Liberal MP Tim Whetstone made a request for “the total amount of Australian steel and Australian concrete used in State Government infrastructure projects in 2010-11 … [to] 2015-16” under Freedom of Information laws in April this year.
But an accredited freedom-of-information officer has responded that “there was no reporting requirement for country of origin or amounts of steel or concrete in the contracts”, and that the Department of Planning, Transport and Infrastructure (DPTI) does not hold any documents within the scope of Whetstone’s application.
The freedom-of-information officer also said the department had no documents regarding “the total amount of Australian steel and Australian concrete used in the South Road Superway project”.
DPTI told InDaily in February that: “The majority of the steel (tonnage) used in the South Road Superway project was sourced from OneSteel (now Arrium)”.
“Eighty per cent of the reinforcement steel used to construct the pile caps, piers and segments was procured from OneSteel,” a spokesperson for the department said at the time.
DPTI is standing by its February statements.
A department spokesperson told InDaily: “As stated in the letter to Mr Whetstone, the Department does not hold any documents within the scope of his Freedom of Information application. At that time there was no requirement for Urban Superway to report to DPTI specific details regarding quantities of steel and concrete procured.
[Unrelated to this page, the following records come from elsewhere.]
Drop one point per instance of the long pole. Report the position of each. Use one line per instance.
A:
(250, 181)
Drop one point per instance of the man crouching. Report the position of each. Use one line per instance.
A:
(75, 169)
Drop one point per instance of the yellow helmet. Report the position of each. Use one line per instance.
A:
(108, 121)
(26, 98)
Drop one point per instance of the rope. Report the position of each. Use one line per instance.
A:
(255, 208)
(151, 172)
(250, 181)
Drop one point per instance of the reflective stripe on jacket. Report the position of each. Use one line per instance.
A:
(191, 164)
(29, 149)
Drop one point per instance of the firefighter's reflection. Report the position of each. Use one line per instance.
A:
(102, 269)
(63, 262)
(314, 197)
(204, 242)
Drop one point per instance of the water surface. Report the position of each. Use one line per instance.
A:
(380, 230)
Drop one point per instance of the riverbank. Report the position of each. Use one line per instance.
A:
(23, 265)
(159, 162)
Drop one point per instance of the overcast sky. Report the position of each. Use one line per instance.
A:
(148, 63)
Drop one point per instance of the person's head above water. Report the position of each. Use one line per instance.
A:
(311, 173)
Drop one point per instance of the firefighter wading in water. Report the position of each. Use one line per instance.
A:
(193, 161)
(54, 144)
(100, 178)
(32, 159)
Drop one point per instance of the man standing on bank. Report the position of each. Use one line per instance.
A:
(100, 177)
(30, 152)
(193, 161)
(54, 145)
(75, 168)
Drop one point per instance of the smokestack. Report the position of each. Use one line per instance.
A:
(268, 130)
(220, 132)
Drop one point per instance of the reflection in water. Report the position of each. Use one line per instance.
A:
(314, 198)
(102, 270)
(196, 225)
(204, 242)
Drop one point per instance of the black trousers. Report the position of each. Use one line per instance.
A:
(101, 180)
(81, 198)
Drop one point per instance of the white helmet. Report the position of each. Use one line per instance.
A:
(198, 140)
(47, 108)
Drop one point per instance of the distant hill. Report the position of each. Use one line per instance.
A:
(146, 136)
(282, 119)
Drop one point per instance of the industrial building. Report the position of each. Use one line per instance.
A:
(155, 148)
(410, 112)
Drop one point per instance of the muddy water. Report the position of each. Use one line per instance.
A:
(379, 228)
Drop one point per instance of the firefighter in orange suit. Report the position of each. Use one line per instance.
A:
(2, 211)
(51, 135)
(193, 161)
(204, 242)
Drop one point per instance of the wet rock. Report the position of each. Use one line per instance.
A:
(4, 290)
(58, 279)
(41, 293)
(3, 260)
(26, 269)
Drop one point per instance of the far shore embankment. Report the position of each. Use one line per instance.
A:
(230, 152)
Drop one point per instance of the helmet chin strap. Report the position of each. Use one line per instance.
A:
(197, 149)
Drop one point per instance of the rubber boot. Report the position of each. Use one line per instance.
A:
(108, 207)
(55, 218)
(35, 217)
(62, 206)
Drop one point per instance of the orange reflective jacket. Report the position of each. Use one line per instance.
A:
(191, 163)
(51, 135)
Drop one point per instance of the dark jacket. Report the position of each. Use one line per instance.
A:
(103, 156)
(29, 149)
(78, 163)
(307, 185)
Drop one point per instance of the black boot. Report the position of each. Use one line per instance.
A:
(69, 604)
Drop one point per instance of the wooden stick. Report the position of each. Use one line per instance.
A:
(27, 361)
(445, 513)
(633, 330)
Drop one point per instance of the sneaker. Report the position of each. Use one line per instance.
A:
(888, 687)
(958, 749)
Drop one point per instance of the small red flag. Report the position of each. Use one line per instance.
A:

“However, Urban Superway engaged with OneSteel to explore options for supplying the materials locally and every effort was made to support local industry.
“The response provided [to InDaily] on 19 February 2016 still stands.”
Whetstone said it was “not good enough for the Government to continually bandy around figures about the amount of Australian steel used in these infrastructure projects but not provide any evidence”.
“I call on the Weatherill Labor Government to immediately provide substantial evidence that shows the total amount of Australian steel and concrete used in the South Road Superway project.”
Whetstone is on the Public Works Committee, which is currently re-examining the Superway project after an InDaily investigation revealed allegations of questionable construction practices on the project.
He suggested it was “disingenuous for the State Government to continually claim there was as much Australian steel used as possible in our major infrastructure projects when the Department for Transport and Infrastructure stated there was never any requirement to report where steel came from”.
“The Weatherill Government must conduct an audit of steel used in all major federal, state and local government infrastructure projects in the past decade to identify opportunities for increasing the use of Australian steel in South Australia.”
Treasurer Tom Koutsantonis pledged in late 2015 to mandate the use of Australian standard steel in all future infrastructure projects.
Last week the Greens introduced legislation into State Parliament that would enforce a requirement for around 90 per cent local steel procurement in future projects.
Koutsantonis said it was “a wonderful compliment from Mr Parnell [SA Greens leader Mark Parnell] and the Greens that they seek to put Labor’s steel procurement policy into legislation”.
Asked for the Liberal Party’s policy on local procurement of steel, Whetstone said he was working on that with the party’s Mineral Resources spokesperson Dan van Holst Pellekaan.
However he said local steel procurement was “about supporting local jobs”.
Infrastructure Minister Stephen Mullighan told The Advertiser in April that it was impossible to say how much of the steel used in the New Royal Adelaide Hospital build came from struggling Whyalla steelmaker Arrium.
InDaily has contacted DPTI for further comment.